Wilex cuts 80% of its staff as it pulls the plug on a once-promising cancer therapy

Munich's Wilex is cutting its losses after repeated setbacks for its kidney cancer drug, planning to lay off 80% of its employees and discontinue clinical development.

The move will cut Wilex's 51-member staff down to 10, the company said, and once its tiered exit from clinical activities is through, the drug developer will be able to keep its doors open until at least the second half of 2015. From there, Wilex will essentially operate as a CRO, providing contract services and licensing out its antibody-drug conjugate technology to generate some revenue.

The problem, as is often the case, revolves around cash: Wilex doesn't have enough of it to fund the development of Rencarex, a renal cell carcinoma treatment that failed a Phase III study in late 2012. And despite "intensive efforts" to woo investors, Wilex's current path would put it out of business by the third quarter of this year, the company said.

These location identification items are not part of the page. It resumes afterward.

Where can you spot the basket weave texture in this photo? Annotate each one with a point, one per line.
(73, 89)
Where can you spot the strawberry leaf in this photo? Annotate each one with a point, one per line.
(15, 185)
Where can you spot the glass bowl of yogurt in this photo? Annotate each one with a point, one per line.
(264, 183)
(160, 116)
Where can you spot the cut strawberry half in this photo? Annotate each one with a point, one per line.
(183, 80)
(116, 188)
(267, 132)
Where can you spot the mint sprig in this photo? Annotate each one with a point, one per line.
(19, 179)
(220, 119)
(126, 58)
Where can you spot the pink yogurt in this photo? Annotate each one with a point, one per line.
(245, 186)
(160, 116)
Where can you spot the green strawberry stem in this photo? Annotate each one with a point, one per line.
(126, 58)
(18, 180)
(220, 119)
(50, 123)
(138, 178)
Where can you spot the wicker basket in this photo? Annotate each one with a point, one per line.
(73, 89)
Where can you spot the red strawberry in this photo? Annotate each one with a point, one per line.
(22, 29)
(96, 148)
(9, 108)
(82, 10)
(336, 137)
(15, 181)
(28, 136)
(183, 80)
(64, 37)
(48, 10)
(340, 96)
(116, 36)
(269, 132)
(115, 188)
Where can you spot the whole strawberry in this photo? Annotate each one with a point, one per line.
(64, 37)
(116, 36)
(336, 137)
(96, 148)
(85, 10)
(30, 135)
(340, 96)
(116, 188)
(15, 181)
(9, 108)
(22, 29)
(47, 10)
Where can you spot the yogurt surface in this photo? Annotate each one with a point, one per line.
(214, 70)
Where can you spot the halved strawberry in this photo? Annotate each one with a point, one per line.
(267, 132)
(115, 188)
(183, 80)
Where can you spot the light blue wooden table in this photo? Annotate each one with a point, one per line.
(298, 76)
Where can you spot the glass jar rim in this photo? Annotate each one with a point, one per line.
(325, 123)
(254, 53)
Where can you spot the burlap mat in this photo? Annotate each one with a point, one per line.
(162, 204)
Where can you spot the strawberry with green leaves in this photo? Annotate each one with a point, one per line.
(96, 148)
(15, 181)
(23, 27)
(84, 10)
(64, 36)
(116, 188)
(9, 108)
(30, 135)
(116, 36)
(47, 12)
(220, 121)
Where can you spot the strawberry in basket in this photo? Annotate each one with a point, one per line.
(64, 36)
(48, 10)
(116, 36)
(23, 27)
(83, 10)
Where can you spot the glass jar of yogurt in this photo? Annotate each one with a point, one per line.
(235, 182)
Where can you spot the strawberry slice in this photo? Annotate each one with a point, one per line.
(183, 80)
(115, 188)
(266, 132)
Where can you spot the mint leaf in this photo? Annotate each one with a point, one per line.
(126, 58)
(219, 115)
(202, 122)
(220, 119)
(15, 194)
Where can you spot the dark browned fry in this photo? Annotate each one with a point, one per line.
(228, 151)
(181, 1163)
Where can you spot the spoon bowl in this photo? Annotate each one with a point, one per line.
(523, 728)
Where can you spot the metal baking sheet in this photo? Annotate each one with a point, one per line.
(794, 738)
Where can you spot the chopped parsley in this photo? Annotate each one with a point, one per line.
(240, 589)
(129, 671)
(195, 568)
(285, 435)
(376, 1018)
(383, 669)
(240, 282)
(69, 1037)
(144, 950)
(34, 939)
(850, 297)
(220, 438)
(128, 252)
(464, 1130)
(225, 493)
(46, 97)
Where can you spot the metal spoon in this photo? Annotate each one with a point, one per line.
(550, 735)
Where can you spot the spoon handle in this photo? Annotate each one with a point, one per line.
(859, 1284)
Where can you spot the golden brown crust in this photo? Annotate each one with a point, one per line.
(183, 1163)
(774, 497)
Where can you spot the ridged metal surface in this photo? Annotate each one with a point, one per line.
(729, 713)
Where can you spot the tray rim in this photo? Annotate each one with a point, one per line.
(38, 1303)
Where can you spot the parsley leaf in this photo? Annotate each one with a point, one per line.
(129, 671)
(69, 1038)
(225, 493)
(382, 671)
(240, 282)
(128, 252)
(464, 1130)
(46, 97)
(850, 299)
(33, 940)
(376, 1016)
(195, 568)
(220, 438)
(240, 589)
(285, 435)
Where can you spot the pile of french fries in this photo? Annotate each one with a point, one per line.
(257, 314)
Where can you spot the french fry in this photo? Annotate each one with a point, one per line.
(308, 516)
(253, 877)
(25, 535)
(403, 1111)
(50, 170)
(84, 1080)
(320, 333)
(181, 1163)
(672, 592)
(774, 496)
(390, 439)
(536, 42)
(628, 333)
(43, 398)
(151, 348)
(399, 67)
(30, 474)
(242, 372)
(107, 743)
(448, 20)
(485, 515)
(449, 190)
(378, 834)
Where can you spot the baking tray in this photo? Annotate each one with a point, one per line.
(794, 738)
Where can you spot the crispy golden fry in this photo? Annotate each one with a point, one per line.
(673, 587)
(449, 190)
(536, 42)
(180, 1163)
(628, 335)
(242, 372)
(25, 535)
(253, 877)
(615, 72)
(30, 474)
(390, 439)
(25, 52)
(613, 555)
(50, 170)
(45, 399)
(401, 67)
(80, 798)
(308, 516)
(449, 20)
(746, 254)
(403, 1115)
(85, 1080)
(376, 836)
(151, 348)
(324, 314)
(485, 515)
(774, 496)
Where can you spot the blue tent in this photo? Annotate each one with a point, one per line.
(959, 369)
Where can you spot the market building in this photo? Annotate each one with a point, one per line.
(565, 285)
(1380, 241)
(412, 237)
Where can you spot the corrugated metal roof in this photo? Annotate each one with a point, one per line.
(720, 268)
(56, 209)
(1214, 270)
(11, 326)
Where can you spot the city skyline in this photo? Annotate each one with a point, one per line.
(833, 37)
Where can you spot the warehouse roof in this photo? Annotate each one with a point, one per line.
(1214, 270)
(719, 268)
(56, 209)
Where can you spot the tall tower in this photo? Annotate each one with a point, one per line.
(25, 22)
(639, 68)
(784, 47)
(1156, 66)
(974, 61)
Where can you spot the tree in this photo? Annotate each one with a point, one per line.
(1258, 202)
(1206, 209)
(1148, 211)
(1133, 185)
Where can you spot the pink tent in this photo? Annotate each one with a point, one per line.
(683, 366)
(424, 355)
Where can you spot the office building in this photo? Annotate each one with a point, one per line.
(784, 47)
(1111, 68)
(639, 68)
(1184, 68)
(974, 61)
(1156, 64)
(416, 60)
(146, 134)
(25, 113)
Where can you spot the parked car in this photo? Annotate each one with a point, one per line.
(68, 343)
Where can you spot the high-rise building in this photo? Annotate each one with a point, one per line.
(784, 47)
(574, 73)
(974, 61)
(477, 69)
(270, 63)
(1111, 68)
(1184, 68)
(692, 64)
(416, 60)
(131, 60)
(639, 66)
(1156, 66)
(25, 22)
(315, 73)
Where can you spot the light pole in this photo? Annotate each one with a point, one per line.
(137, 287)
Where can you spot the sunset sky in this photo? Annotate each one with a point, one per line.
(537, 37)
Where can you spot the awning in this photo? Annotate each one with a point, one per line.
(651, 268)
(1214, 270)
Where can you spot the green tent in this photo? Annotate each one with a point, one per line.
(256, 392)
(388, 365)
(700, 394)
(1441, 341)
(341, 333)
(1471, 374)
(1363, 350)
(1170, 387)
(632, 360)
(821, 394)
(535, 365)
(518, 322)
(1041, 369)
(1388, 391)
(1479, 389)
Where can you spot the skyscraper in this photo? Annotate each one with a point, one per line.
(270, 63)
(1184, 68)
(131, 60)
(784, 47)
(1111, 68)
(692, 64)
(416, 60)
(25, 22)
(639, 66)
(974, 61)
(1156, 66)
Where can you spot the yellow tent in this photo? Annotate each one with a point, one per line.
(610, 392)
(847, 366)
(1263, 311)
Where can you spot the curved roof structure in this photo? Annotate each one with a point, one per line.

"We are in continuous negotiations with potential partners, but to date we have been unable to close a contract," CEO Olaf Wilhelm said in a statement. "In order to secure a promising future for our company, we have been forced to drastically streamline the Wilex Group's costs and re-define our future direction ... We would like to sincerely thank all of our colleagues affected by these cuts for their many years of dedication and their professional contributions to Wilex AG."

Wilex is retaining a core staff to keep those negotiations open in search of partners or acquirers for Rencarex, the Phase II pancreatic and breast cancer treatment Mesupron, and the in-vivo diagnostic Redectane.

The company, a 2005 Fierce 15 honoree, was originally launched with the help of German billionaire Dietmar Hopp.